B.    Purpose of the Committee

        The Committee shall:

    (a)
    discharge the Board's responsibilities relating to compensation of the Company's executives and

    (b)
    prepare an annual report on executive compensation for inclusion in the Company's proxy statement in accordance with applicable rules and regulations.

C.    Committee Membership and Procedure

        The Committee shall consist of no fewer than three members. Each member of the Committee shall satisfy the independence requirements of the NASDAQ and, if deemed appropriate from time to time, meet the definition of "non-employee director" under Rule 16b-3 under the Securities Exchange Act of 1934, and "outside director" for purposes of Section 162(m) of the Internal Revenue Code of 1986. The Board shall appoint the members of the Committee annually, considering the recommendation of the Nominating & Governance Committee, and further considering the views of the Chairman of the Board and the Chief Executive Officer, as appropriate. The members of the Committee shall serve until their successors are appointed and qualify, and shall designate the Chairman of the Committee. The Board shall have the power at any time to change the membership of the Committee and to fill vacancies in it, subject to such new member(s) satisfying the above requirements. Except as expressly provided in this Charter or the by-laws of the Company, the Committee shall fix its own rules of procedure.

D.    Authority and Responsibilities of the Committee

        1.    Review and approve all executive compensation.    The Committee shall review and approve corporate goals and objectives relevant to all executive officer compensation, evaluate each executive officer's performance in light of those goals and objectives, and set the executive compensation level based on this evaluation. In determining the long-term incentive component of executive officers compensation, the Committee should consider the Company's performance and relative shareholder return, the value of similar incentive awards to executive officers at comparable companies, and the awards given to the Company's executive officers in past years.

        2.    Annual Review.    The Company shall annually review and make recommendations to the Board with respect to the compensation of all officers and other key executives.

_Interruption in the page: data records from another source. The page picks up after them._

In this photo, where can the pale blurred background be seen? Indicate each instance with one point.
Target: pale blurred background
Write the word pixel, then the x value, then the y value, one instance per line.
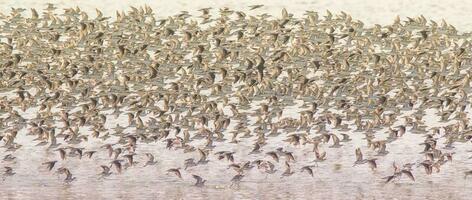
pixel 455 12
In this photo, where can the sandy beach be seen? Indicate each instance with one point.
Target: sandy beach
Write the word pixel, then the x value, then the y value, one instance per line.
pixel 334 178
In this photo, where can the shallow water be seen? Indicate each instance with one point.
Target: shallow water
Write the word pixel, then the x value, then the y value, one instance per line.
pixel 335 178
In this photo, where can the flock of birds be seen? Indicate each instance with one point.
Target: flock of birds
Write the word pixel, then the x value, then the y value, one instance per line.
pixel 227 80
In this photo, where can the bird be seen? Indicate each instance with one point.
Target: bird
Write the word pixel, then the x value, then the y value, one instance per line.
pixel 50 164
pixel 308 169
pixel 200 182
pixel 175 171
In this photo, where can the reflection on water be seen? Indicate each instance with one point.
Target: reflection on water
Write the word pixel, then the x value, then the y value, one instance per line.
pixel 335 178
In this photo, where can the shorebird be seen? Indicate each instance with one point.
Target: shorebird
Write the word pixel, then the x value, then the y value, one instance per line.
pixel 200 182
pixel 175 171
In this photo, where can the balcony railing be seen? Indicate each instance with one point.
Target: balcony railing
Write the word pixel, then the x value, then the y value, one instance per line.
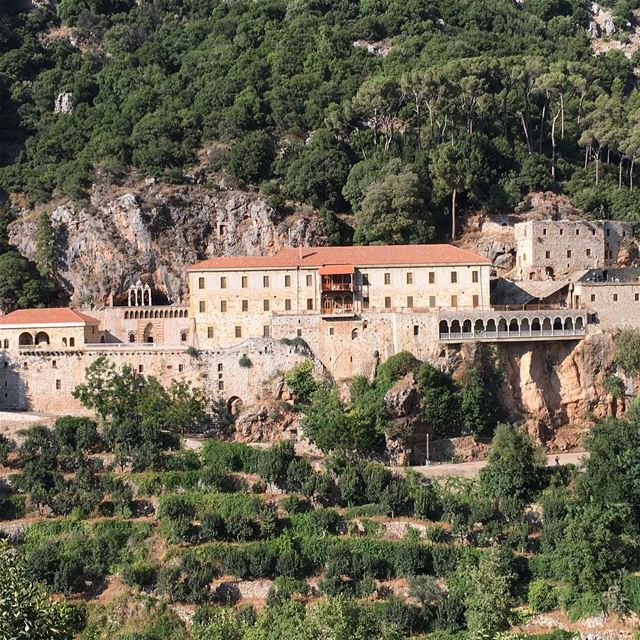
pixel 525 334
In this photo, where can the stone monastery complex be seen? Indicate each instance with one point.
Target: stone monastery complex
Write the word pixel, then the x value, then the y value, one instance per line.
pixel 347 308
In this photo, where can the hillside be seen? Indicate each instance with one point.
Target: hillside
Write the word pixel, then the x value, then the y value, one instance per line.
pixel 393 112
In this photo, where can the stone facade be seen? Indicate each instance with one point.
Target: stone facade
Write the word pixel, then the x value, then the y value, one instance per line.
pixel 44 380
pixel 546 249
pixel 611 295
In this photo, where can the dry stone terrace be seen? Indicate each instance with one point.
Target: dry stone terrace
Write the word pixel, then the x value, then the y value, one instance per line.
pixel 511 325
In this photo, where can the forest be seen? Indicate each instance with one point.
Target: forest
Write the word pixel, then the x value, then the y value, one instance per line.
pixel 340 548
pixel 404 113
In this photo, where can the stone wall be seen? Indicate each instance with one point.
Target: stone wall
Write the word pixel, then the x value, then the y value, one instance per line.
pixel 44 382
pixel 547 249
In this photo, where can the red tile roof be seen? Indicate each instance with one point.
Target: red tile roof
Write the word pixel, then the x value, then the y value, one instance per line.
pixel 365 256
pixel 59 315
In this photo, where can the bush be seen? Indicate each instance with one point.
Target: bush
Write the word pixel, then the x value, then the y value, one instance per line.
pixel 542 596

        3.    Recommendations to the Board.    The Committee shall make recommendations to the Board with respect to incentive compensation plans and equity-based plans.

B-1



        4.    Authority to retain consultants.    The Committee shall have the sole authority to retain and terminate any compensation consultant to be used to assist in the evaluation of director, CEO or senior executive compensation and shall have sole authority to approve the consultant's fees and other retention terms.

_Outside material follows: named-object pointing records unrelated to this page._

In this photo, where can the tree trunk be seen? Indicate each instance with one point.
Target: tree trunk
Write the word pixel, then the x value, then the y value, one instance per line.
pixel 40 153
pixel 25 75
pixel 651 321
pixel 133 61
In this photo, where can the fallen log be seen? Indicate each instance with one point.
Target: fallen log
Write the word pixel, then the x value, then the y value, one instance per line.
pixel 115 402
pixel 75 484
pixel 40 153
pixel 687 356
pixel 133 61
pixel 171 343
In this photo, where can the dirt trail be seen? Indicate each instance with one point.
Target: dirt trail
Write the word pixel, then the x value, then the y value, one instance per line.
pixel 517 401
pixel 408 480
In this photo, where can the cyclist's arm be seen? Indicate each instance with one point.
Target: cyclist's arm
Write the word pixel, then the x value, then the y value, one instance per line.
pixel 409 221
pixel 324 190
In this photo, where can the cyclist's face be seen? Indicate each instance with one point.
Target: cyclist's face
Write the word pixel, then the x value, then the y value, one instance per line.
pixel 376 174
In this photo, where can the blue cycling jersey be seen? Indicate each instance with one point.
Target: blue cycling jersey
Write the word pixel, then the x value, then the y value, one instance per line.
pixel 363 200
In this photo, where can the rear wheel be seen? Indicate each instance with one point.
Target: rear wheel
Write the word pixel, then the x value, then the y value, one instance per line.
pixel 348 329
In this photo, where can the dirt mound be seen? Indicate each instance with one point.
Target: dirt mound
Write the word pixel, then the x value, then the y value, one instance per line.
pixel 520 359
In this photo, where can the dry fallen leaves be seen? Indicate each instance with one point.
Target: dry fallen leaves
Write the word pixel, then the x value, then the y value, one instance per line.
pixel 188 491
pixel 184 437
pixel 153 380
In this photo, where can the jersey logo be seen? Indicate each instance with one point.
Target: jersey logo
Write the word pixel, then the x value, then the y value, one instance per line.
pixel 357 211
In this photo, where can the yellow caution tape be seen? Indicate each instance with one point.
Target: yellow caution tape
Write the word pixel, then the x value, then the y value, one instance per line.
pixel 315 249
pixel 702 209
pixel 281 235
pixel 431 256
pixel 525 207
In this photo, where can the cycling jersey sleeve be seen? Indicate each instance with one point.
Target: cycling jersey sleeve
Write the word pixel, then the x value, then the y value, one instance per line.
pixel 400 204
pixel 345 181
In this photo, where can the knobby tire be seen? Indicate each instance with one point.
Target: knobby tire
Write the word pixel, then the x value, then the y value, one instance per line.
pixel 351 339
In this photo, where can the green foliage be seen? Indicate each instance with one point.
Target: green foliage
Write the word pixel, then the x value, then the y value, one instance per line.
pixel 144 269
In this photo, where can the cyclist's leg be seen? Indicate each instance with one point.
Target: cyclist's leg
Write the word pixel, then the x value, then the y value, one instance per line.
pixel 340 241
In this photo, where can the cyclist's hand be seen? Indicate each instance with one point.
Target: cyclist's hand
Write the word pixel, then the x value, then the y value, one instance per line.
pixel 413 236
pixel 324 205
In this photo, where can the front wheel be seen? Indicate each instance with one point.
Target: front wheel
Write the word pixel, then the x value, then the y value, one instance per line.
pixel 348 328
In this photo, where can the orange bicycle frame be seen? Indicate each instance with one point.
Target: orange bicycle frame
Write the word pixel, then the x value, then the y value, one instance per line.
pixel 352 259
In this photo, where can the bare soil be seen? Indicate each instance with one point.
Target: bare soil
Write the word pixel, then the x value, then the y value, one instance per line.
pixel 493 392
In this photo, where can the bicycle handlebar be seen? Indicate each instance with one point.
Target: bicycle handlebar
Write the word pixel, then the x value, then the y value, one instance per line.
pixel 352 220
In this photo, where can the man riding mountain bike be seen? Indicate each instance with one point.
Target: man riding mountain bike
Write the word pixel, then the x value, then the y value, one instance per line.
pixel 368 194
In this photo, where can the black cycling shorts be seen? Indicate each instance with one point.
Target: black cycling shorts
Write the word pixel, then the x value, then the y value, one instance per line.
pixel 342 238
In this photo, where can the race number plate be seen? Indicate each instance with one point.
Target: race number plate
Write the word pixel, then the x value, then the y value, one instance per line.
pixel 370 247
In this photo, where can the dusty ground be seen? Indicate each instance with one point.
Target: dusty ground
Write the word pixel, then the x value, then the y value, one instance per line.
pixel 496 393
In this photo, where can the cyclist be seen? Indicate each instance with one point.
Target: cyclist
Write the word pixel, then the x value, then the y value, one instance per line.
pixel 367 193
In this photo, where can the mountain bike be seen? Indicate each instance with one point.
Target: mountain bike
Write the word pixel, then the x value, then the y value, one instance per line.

        5.    Authorize and oversee independent counsel.    The Committee shall also have authority to obtain advice and assistance from internal or external legal, accounting or other advisors as deemed necessary or appropriate.

        6.    Administer awards and incentives.    The Committee shall adopt, administer, approve and ratify awards under incentive compensation and stock plans, including amendments to the awards made under any such plans, and review and monitor awards under such plans.

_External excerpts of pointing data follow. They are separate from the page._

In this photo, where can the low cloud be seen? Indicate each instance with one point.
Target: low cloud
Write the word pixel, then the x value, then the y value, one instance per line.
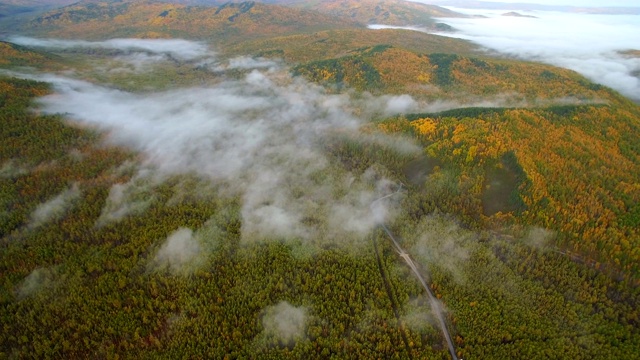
pixel 588 44
pixel 442 243
pixel 176 48
pixel 55 208
pixel 179 253
pixel 262 137
pixel 245 63
pixel 284 323
pixel 36 281
pixel 127 199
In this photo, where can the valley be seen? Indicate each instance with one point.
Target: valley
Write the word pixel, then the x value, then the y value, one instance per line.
pixel 275 180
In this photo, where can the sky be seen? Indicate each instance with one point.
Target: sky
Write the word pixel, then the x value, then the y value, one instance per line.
pixel 590 44
pixel 576 3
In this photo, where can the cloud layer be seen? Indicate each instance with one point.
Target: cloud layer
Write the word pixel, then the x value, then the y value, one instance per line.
pixel 262 137
pixel 588 44
pixel 176 48
pixel 285 323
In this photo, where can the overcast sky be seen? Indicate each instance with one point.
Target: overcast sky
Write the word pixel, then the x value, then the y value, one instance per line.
pixel 588 44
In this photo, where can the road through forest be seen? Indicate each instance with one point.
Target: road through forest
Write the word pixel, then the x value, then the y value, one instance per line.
pixel 436 308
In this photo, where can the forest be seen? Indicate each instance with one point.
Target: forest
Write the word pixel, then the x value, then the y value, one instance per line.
pixel 237 199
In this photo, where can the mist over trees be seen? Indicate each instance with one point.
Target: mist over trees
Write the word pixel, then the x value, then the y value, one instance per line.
pixel 164 198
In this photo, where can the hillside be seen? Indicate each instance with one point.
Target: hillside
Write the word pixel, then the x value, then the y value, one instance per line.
pixel 15 55
pixel 387 12
pixel 330 44
pixel 227 23
pixel 286 185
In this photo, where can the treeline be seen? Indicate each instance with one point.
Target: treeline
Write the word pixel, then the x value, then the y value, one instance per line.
pixel 438 76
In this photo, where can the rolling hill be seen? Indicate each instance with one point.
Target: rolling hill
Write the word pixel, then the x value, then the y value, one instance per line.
pixel 226 23
pixel 387 12
pixel 249 203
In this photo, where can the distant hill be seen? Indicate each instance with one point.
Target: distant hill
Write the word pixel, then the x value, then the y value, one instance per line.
pixel 387 12
pixel 96 20
pixel 16 55
pixel 389 69
pixel 330 44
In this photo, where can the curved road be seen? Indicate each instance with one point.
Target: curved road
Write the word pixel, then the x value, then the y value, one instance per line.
pixel 435 304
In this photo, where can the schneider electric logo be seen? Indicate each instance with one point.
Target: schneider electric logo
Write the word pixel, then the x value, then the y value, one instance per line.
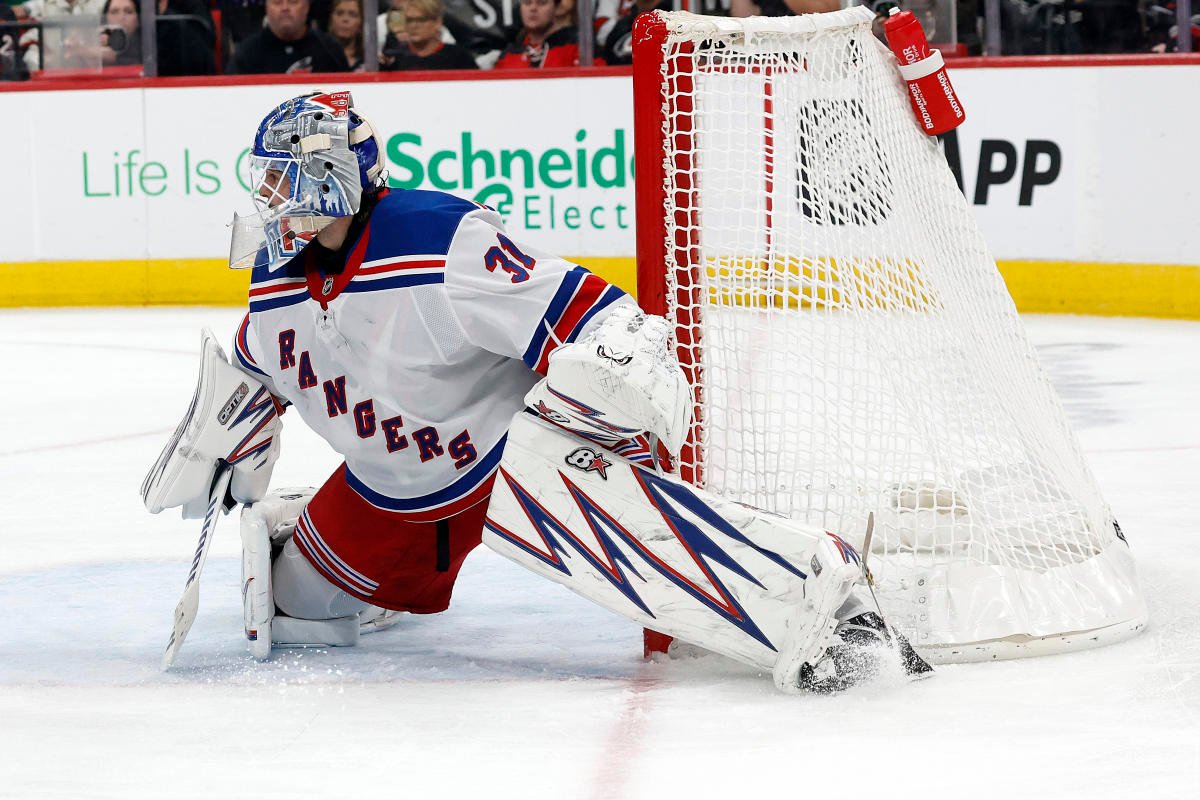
pixel 539 188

        7.    Periodic reports.    The Committee shall make periodic reports to the Board.

        8.    Review of Charter.    The Committee shall review and reassess the adequacy of this Charter annually and recommend any proposed changes to the Board for approval.

        9.    Review Committee performance.    The Committee shall annually review its own performance.

        10.    Delegation of authority.    The Committee may form and delegate authority to subcommittees when appropriate.

        11.    Review overall compensation for officer employees.    The Committee shall review the overall compensation structure of the Company to determine that it establishes appropriate incentives for officer employees at all levels. All incentives, while industry-dependent and different for different categories of officers should further the Company's long-term strategic plan and be consistent with the culture of the Company and the overall goal of enhancing shareholder value.

November 2002

B-2



Appendix C


Charter of the Nominating and Governance Committee
Trans World Entertainment Corporation

Name

        There shall be a committee of the Board which shall be called the Nominating and Governance Committee (the "Committee").

Purpose

        The Committee shall identify individuals qualified to become Board members, and recommend that the Board select the director nominees for the next annual meeting of shareholders.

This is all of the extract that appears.